The Biden team calculus has to be based in part on the fact that it’s Trump who is actually losing his marbles. How else do you explain his recent praise for Hannibal Lecter and his noticeably slurred words during speeches?

Furthermore, in the view of those close to Biden, Trump’s got a serious problem on the issues. He’s on the wrong side of the American public on many of the policy questions most important to them. For example, Trump keeps proclaiming he is the one responsible for the repeal of Roe v. Wade. Almost two-thirds of all women and over six out of ten men support legal abortion according to a recent Pew report. That translates into 63 percent of all Americans. That’s not a winning issue for Trump and the GOP, and recent special election results even in red states like Kansas and Ohio have shown that.

Trump does badly on other signature issues. He loves Vladimir Putin, for example. In a Pew poll last year 91 percent of Americans indicated they have an unfavorable view of Russia, with 62 percent having views that are very unfavorable. Trump’s one big legislative accomplishment was a tax cut that helped balloon the federal deficit and that tax cuts for those in the top 5 percent of earners were triple those received by the bottom 60 percent of us. Extending the cuts, as Trump has promised he would do, would add, according to the non-partisan Congressional Budget Office,almost $5 trillion to the deficit over the next 10 years.

Take Trump’s stance on another signature issue, immigration. Even though many Americans say they share his views, the reality is that when polled on his specific policies, according to a recent Washington Post study, they actually oppose them.

But set aside for a moment the fact that Trump is a lousy debater who is clearly addled and losing his ability to speak in public. And the fact that his policy positions are broadly unpopular.

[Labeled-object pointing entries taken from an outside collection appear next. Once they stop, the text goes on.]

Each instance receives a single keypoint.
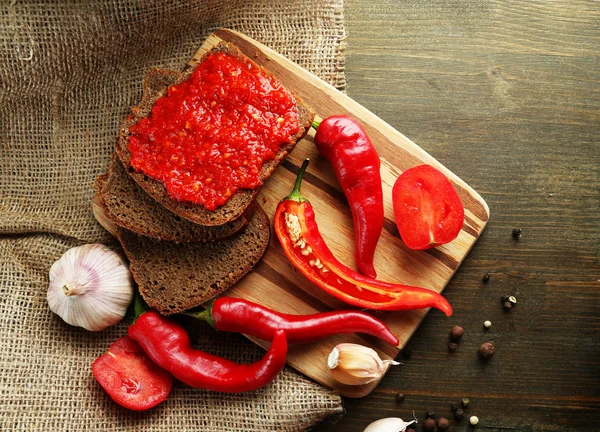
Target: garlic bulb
(390, 424)
(90, 287)
(355, 364)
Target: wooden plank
(275, 283)
(506, 94)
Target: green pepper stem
(139, 306)
(295, 195)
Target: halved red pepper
(299, 235)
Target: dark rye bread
(173, 277)
(126, 204)
(155, 85)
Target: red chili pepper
(243, 316)
(129, 376)
(299, 235)
(345, 144)
(168, 345)
(427, 209)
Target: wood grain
(432, 270)
(507, 95)
(276, 284)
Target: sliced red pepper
(299, 235)
(427, 209)
(129, 376)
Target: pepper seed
(486, 350)
(457, 332)
(443, 423)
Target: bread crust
(155, 85)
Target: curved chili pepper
(243, 316)
(345, 144)
(299, 235)
(168, 345)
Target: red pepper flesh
(299, 236)
(427, 209)
(168, 345)
(345, 144)
(243, 316)
(129, 376)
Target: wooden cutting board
(276, 284)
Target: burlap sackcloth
(68, 74)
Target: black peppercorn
(429, 425)
(457, 332)
(486, 350)
(443, 423)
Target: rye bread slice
(126, 204)
(155, 85)
(173, 277)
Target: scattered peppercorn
(457, 332)
(429, 425)
(486, 350)
(443, 423)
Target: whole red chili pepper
(345, 144)
(168, 345)
(243, 316)
(299, 235)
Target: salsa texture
(211, 134)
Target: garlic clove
(390, 424)
(354, 364)
(90, 286)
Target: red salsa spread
(211, 134)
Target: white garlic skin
(354, 364)
(390, 424)
(90, 287)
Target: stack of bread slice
(182, 254)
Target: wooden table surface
(506, 94)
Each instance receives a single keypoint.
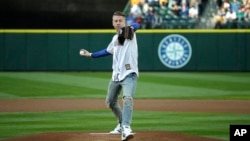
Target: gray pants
(128, 85)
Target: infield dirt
(44, 105)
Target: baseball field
(169, 106)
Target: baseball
(82, 52)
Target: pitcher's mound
(97, 136)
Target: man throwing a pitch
(124, 49)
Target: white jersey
(125, 57)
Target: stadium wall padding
(46, 51)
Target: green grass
(163, 85)
(200, 124)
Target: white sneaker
(117, 130)
(126, 133)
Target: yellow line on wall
(58, 31)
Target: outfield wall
(58, 50)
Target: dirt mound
(83, 136)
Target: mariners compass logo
(174, 51)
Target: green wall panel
(1, 51)
(14, 57)
(207, 52)
(227, 49)
(211, 51)
(37, 51)
(58, 52)
(247, 52)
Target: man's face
(118, 22)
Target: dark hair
(118, 13)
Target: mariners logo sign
(174, 51)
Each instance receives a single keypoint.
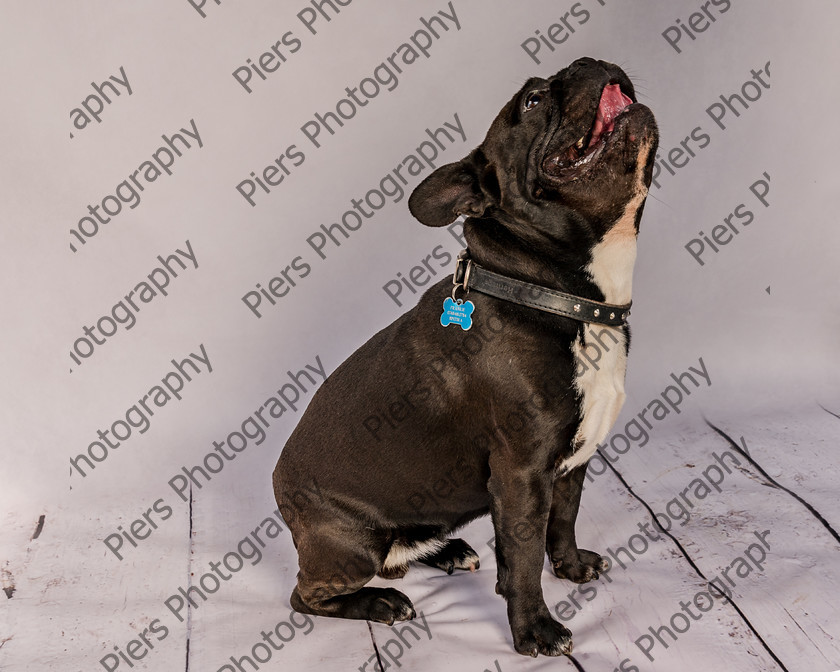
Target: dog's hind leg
(334, 569)
(456, 554)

And that historians consider him the worst president ever. And that Biden has a great record and has a demonstrated mastery over its details. There are other compelling issues for Biden’s team to be enthusiastic about the prospect of debating Trump.

In all likelihood, the first debate will follow by just a few weeks the conclusion of Trump’s New York election interference trial. There’s a pretty good chance Trump could emerge from the trial a convicted felon. That’s probably not a debate plus.

Even if Trump escapes a conviction, the trial has shown him in a very unflattering light and reminded the world of the sleaziest aspects of his past.

What’s more, by the time the debate takes place it is very likely the Supreme Court will have offered what will be a net unfavorable ruling on Trump’s immunity claims, thus teeing up his next dates before the bar—in Washington, D.C., Florida and Georgia. And if the court rules on Trump’s behalf—against all precedent and the very spirit on which the country was founded—it will produce an outcry about corruption on the Supreme Court that will not redound in Trump’s favor.

Further, reflecting on the New York Trial in its aftermath can’t help Trump—from its icktastic revelations about his attempts to seduce a porn star by comparing her to his daughter, to his daily sideshow at the courthouse, complete with a sycophantic chorus of back-up singers dressed exactly like him.

Indeed, the New York trial has been a revealing episode that could not be a worse prelude for a debate. It has shown once again that although Trump has virtually no deeply held political beliefs, the core of his philosophy of life is that everything is corrupt—and that money and lies are what make the world go around.

This, in turn, reveals him to be a kind of reverse neutron bomb: designed to destroy our institutions while leaving those people within it who are loyal to him still standing, or kneeling before him.

It is that Trump the world has seen in the New York trial. It is that Trump that they saw on Jan. 6. It is that Trump revealed in each of the 91 indictments against him. It is that Trump that is the clear and present danger America faces.

Biden is eager for the chance to stand toe-to-toe with his predecessor for these exact reasons. Trump’s defective character is so clear, and the danger he presents is so great, that the current president will have a hard time looking worse in comparison.

The contrasts between the two men and their beliefs could not be starker.